Speaker on Banzeiro da Easperanza in Belem. Photo by Lucas Boony
Speaker on Banzeiro da Easperanza in Belem. Photo by Lucas Boony

So I think having those Indigenous peoples and local communities shaping the problem, defining the problem, is the first step. The second step is to have them participating actually actively in the design of the methodologies and in the results that are coming out of this, so that it incorporates their wisdom and knowledge systems.

Mongabay: In the face of so many challenges, what gives you hope for the Amazon?

Virgilio Viana: Hope for the future of the Amazon is dependent on action, and there are a lot of positive things happening in the Amazon that usually don’t make up to the news, because communication tends to give more space for disasters and tragedies, and not so much to positive stories.

Banzeiro da Easperanza in Belem. Photo by Lucas Boony
Banzeiro da Easperanza in Belem. Photo by Lucas Boony

But here, those of us who live in the Amazon, we know that there are many positive things happening. They just need to be scaled up.

Mongabay: When you think about the Amazon 20 years from now, what future do you believe is still within reach if the right decisions are made today?

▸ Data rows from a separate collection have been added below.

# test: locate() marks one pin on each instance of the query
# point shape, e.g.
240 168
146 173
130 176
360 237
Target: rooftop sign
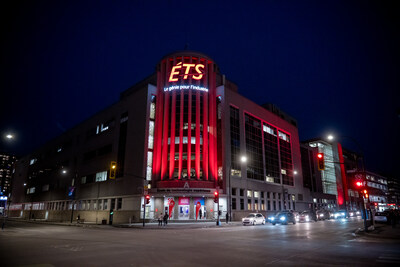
183 71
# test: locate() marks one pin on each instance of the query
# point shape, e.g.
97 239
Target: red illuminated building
178 136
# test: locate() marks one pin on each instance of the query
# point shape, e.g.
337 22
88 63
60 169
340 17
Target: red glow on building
185 138
343 173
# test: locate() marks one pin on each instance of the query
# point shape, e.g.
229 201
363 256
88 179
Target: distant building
323 185
178 136
393 192
6 167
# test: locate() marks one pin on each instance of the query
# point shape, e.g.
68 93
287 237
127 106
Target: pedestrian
393 218
160 219
166 219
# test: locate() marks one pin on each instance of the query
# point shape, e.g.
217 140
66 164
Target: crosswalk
389 258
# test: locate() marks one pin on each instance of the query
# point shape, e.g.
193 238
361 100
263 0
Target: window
45 188
242 204
235 140
149 165
271 153
119 204
234 203
101 176
255 168
249 193
286 159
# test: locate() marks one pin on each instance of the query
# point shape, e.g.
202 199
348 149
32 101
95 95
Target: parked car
381 217
341 214
253 219
283 217
271 216
307 216
323 215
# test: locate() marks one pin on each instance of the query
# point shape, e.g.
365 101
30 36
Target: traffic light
365 192
113 169
216 196
321 161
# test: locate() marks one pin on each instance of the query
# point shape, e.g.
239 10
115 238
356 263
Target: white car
253 219
380 217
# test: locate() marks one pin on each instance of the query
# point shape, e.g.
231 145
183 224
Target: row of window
94 204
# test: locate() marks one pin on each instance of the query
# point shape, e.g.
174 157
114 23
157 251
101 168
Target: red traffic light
321 161
216 198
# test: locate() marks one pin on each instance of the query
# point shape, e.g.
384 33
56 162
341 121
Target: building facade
6 166
177 136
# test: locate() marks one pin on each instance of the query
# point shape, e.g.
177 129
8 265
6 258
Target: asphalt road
304 244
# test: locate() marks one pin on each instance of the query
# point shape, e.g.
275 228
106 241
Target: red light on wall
177 72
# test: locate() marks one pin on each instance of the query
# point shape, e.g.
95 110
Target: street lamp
243 159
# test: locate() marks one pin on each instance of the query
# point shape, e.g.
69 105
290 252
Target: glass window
101 176
249 193
255 168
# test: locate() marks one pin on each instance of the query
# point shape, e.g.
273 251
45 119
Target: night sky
332 65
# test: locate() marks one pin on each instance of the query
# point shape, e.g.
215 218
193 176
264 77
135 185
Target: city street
304 244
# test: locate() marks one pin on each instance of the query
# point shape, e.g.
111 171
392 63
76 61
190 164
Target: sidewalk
382 231
148 225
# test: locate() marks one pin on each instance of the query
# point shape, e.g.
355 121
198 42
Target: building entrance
183 212
199 209
184 208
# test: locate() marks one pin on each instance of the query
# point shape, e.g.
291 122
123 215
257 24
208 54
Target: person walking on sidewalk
160 219
166 219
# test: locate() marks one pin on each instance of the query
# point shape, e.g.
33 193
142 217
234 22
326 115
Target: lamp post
363 173
243 159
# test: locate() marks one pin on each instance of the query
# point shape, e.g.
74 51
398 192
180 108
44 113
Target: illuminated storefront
177 136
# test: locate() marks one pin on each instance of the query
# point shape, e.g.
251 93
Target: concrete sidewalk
148 225
382 231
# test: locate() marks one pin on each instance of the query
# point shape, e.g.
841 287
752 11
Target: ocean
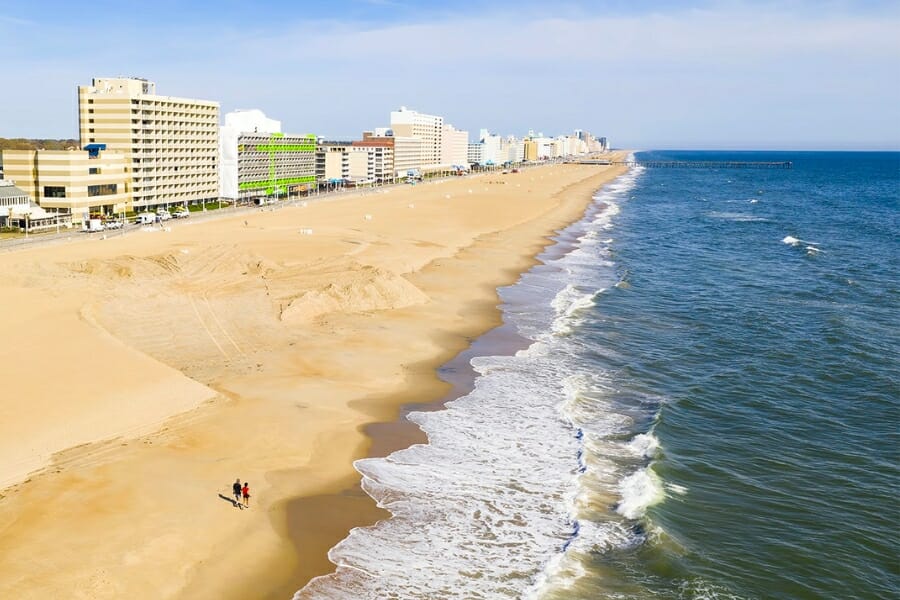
705 405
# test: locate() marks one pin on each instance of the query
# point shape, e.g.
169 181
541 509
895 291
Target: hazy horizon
699 75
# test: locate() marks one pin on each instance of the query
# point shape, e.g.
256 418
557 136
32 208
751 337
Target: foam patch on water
640 490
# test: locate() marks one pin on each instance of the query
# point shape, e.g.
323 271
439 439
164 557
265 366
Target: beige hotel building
71 182
170 145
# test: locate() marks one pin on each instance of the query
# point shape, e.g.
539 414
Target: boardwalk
690 164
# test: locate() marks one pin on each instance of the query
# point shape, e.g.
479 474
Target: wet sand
168 363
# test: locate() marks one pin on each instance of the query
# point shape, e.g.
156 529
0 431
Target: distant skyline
647 74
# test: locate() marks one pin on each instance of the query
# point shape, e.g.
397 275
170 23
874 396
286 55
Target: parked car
91 225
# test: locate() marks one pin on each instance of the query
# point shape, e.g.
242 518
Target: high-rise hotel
170 144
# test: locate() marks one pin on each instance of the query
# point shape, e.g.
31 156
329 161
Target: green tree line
28 144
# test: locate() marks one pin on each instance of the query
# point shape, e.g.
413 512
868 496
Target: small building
12 201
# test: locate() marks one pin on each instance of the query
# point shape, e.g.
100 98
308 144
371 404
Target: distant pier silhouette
688 164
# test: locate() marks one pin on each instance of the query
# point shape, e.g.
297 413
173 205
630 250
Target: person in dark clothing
236 488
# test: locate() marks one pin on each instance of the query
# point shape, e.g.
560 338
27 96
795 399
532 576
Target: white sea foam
498 503
639 491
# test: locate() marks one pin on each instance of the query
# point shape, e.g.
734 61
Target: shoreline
385 437
293 401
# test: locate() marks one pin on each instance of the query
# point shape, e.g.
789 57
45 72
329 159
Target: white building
454 147
170 144
427 128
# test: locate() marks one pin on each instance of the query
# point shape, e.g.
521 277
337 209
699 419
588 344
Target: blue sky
704 74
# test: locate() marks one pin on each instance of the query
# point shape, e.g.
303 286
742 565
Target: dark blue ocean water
709 406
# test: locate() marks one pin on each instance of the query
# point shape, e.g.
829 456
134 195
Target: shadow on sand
231 501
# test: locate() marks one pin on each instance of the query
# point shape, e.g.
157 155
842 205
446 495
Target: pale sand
144 373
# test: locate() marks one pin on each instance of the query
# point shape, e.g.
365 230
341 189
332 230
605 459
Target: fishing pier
688 164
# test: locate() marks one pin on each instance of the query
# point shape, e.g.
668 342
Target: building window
102 190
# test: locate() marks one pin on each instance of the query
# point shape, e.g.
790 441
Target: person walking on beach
236 488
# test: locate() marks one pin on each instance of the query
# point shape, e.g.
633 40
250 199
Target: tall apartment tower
428 128
170 144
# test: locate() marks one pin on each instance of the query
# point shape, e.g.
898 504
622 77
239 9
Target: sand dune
144 373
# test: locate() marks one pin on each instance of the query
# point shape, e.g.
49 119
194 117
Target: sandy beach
144 373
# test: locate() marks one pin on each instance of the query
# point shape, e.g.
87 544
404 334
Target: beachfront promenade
234 345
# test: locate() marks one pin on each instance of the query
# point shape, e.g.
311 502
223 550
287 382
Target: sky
648 74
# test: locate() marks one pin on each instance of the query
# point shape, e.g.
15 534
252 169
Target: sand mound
361 289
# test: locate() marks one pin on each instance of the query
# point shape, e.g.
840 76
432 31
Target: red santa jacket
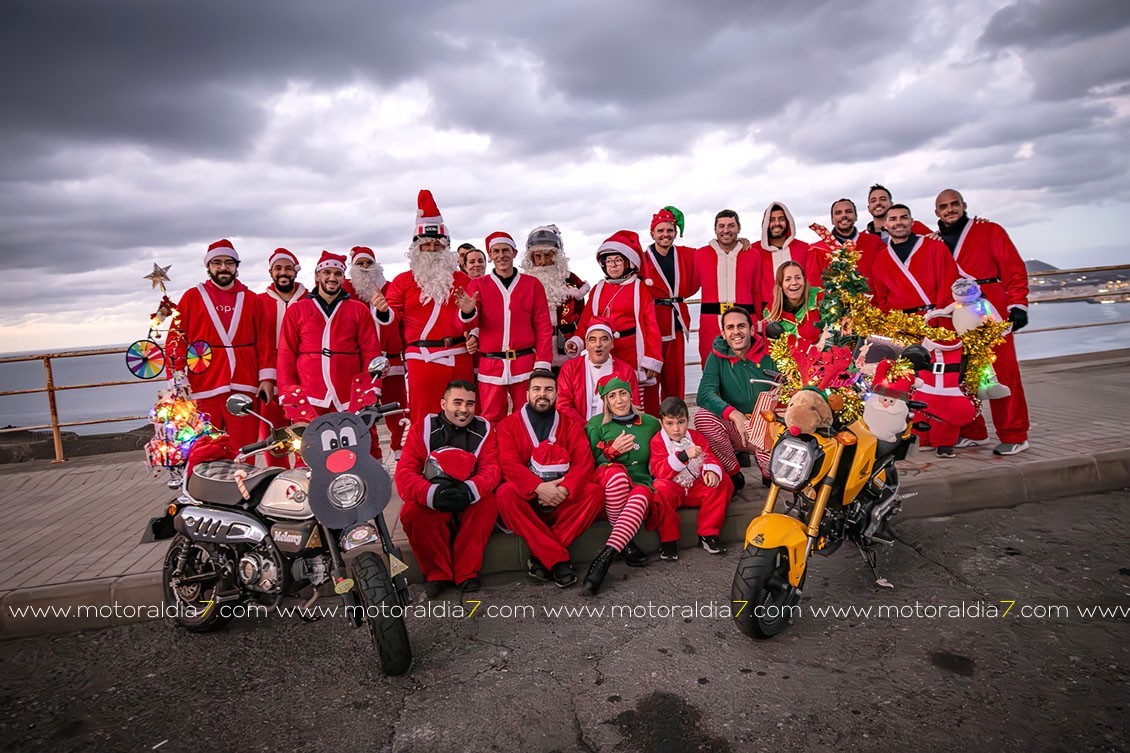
516 440
985 252
241 351
322 353
422 440
663 462
511 319
432 322
670 300
631 311
922 283
574 388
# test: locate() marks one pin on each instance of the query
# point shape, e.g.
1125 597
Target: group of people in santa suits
561 363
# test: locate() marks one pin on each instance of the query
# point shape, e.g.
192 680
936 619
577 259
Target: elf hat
220 248
625 243
284 254
450 461
428 219
330 260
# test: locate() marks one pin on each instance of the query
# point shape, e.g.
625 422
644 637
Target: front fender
774 530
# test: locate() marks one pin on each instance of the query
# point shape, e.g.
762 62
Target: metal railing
51 388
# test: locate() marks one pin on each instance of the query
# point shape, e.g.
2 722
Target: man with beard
548 498
669 273
366 277
726 394
984 252
279 296
914 275
727 269
510 312
577 395
226 317
878 202
545 259
623 301
423 300
328 339
446 479
843 228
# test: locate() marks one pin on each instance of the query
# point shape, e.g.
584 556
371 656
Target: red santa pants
1010 414
428 381
243 430
450 545
548 534
711 502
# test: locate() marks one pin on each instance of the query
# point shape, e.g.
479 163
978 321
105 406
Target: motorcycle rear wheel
389 633
762 582
197 611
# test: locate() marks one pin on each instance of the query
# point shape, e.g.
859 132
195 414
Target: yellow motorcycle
839 484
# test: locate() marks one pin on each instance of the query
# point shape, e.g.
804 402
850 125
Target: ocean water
136 399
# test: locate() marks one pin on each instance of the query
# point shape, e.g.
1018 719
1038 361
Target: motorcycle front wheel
763 599
194 594
377 597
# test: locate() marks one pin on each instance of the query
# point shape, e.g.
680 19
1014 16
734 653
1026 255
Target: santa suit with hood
274 308
515 336
671 282
533 449
628 308
771 257
232 323
984 252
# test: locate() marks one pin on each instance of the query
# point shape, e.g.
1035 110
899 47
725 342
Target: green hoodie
726 384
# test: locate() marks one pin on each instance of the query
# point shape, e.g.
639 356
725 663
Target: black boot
597 571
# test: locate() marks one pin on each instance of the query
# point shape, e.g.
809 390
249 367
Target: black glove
451 495
1019 319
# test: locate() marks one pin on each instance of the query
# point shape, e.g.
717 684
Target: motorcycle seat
215 482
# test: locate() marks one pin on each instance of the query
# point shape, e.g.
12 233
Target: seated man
687 475
576 384
620 441
727 397
548 498
446 479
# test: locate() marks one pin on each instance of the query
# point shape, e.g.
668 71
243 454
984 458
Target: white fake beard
434 273
366 282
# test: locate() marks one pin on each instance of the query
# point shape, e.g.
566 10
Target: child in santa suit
686 475
948 408
620 441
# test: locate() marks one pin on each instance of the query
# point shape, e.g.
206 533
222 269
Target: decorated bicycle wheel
199 356
145 360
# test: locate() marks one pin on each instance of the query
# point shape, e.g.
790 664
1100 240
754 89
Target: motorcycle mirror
377 366
238 404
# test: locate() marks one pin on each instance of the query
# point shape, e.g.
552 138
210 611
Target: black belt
509 355
445 343
718 308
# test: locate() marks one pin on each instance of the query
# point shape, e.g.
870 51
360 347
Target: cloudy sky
140 131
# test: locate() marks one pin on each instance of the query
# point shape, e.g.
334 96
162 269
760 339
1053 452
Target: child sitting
686 475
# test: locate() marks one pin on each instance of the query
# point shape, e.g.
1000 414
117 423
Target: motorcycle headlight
346 491
792 462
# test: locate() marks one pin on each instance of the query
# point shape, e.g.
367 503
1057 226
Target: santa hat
609 384
891 381
497 237
450 461
362 252
625 243
549 461
428 219
328 260
283 254
220 248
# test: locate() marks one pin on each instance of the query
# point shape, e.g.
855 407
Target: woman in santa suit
624 302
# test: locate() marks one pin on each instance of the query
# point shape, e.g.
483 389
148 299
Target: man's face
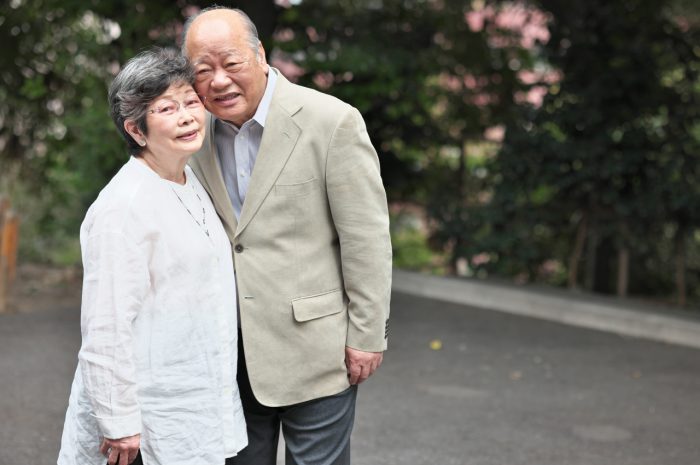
229 76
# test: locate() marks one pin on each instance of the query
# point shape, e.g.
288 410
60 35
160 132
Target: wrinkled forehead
176 90
212 55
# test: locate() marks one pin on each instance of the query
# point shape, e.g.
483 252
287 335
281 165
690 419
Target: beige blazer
312 251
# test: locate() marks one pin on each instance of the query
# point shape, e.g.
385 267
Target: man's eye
167 108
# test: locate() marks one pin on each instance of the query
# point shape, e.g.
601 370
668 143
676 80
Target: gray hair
252 39
143 79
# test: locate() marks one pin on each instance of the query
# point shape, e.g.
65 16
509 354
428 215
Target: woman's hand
121 451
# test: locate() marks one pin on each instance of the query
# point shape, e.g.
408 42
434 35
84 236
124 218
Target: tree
591 178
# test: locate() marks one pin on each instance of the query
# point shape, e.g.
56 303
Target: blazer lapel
279 138
205 163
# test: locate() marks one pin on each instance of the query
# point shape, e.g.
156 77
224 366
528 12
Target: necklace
203 224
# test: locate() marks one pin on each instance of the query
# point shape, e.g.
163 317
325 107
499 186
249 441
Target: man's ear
132 128
261 55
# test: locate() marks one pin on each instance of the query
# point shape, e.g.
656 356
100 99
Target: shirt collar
264 107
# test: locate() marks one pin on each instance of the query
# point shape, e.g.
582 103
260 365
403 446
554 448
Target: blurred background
552 141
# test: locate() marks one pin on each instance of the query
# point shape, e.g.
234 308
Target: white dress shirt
158 321
238 147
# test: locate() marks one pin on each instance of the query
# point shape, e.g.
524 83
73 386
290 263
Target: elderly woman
157 366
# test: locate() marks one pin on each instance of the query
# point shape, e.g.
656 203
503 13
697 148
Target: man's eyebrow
208 56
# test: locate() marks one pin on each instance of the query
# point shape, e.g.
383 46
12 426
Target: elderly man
295 179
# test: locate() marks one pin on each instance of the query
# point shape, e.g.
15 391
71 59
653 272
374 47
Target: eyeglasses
231 68
169 107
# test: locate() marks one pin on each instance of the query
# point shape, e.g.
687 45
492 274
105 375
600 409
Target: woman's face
175 123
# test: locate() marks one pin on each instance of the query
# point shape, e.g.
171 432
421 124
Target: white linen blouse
159 327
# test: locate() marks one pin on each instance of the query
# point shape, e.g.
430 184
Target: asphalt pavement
459 386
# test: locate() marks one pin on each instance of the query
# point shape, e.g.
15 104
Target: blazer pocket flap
296 190
317 306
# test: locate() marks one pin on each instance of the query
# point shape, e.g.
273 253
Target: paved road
503 390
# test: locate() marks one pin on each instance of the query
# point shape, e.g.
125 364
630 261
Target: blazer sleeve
359 210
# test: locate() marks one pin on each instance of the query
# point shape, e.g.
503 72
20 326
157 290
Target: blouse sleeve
115 283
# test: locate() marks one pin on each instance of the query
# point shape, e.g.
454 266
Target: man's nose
221 79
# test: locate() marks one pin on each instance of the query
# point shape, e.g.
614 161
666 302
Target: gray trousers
316 432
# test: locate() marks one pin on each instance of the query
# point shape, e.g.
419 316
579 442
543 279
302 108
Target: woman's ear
132 128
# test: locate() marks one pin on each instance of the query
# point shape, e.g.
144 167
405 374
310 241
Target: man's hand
361 365
121 451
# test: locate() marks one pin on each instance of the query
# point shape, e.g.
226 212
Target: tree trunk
679 250
575 257
461 181
623 261
591 255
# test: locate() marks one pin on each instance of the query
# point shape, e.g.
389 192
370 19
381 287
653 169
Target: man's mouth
226 97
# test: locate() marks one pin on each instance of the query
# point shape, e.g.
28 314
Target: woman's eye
167 108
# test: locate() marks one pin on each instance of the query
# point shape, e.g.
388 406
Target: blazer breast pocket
300 189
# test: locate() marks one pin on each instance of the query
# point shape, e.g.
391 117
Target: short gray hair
143 79
253 39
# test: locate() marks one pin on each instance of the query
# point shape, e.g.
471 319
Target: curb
657 323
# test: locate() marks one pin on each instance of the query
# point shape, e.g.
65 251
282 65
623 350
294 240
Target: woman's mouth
188 136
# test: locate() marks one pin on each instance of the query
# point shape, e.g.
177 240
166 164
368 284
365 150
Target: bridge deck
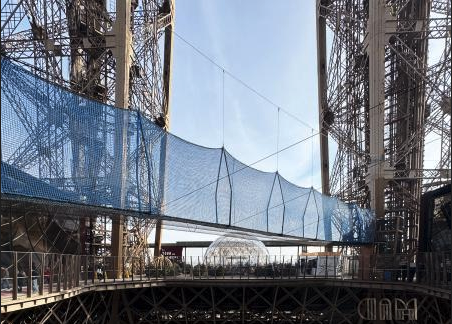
24 302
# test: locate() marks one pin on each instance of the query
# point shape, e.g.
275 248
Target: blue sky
271 47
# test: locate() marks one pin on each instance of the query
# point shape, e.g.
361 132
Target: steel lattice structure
384 98
117 53
208 302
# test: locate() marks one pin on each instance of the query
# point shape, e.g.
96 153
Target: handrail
28 274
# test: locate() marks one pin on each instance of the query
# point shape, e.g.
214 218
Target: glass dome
231 248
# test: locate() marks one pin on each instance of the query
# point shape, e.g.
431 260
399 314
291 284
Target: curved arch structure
62 147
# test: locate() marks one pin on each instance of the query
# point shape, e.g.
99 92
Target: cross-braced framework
89 48
384 97
231 303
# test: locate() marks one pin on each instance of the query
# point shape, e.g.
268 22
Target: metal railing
29 274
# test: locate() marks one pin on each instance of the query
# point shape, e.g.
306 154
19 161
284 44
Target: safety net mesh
62 147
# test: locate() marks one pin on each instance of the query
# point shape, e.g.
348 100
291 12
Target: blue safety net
62 147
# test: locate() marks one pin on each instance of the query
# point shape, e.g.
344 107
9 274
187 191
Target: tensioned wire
264 97
267 157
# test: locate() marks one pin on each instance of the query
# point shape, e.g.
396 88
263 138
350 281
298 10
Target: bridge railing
31 274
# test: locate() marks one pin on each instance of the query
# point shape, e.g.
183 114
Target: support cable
277 142
223 107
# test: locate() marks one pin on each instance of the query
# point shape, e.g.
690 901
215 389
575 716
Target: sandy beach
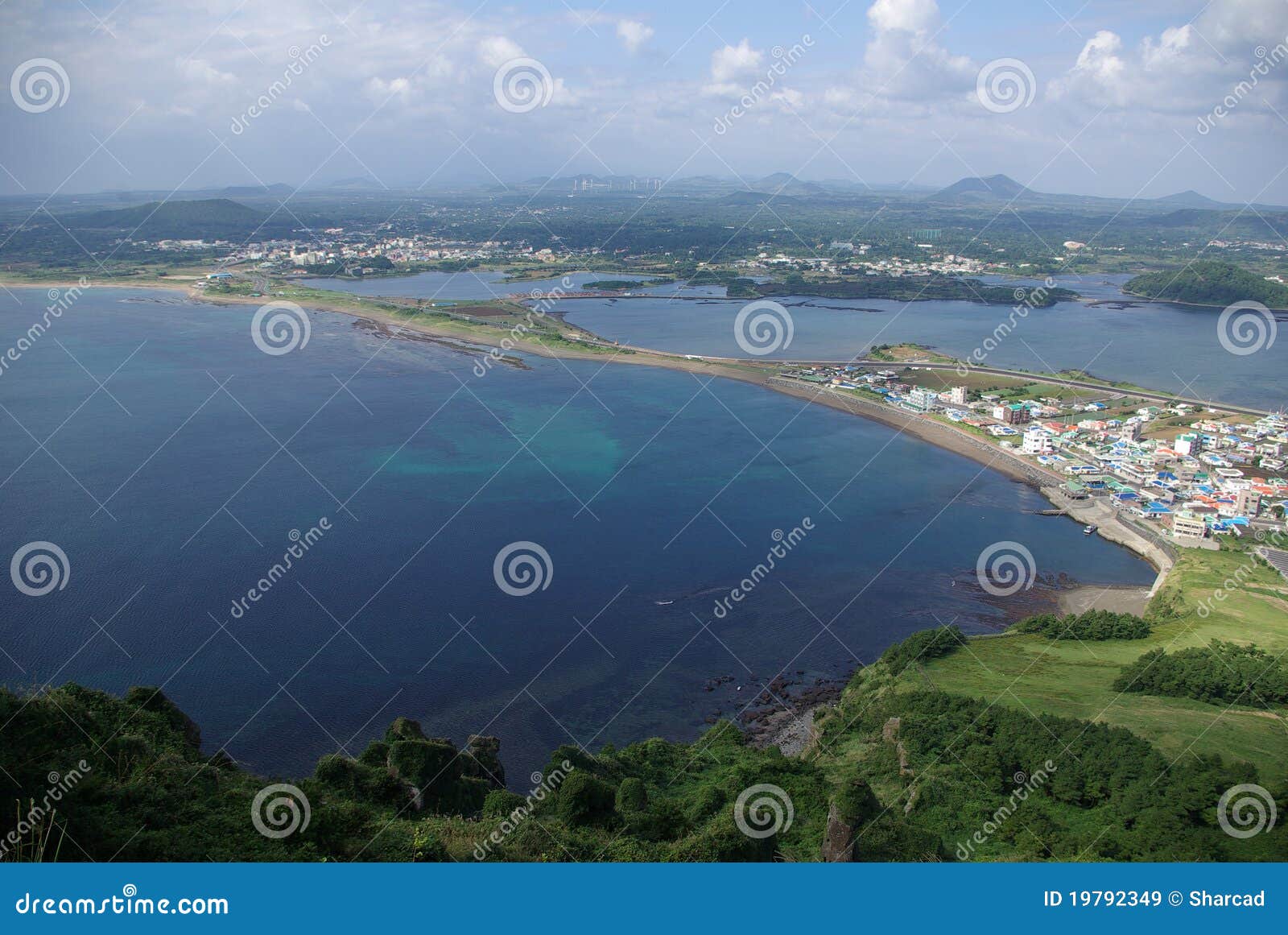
467 333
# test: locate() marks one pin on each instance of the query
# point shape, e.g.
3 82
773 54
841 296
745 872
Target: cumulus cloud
732 64
203 72
905 60
634 34
496 51
1183 70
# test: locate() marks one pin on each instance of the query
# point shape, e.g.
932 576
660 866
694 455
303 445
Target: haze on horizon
1099 98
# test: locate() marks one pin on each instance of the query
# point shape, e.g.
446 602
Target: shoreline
938 434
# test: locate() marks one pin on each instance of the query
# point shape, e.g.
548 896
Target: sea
547 552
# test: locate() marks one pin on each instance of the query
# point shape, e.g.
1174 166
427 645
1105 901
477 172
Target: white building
1038 442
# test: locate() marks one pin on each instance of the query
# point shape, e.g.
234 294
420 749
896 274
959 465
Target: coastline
755 372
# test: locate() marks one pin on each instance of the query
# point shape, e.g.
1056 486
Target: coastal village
1191 474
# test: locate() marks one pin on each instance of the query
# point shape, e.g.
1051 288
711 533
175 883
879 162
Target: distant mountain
280 189
1191 199
995 187
786 183
356 182
212 218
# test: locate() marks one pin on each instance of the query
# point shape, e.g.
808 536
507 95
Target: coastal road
1153 395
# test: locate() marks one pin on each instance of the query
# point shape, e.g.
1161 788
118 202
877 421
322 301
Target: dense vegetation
908 288
899 773
1090 626
618 285
1210 283
1220 672
1090 792
925 644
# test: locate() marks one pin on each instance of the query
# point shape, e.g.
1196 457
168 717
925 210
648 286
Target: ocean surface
1171 348
171 460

Virgilio Viana: I think it is still possible to be hopeful that we are going to have strong action by Indigenous peoples and local populations in protecting their forests, better governance so that illegal activities can be controlled and brought down to a minimum, that we reduce deforestation to zero, that we restore as much as possible.

And this meaning not only restoration in strict sense, but also recuperation of forests through agroforestry systems for productive uses, but using trees, and international cooperation in all regards to support those actions with a sense of having a big picture, thinking bold, but also acting quickly and pragmatically now on opportunities to scale up existing solutions that have been proven successful.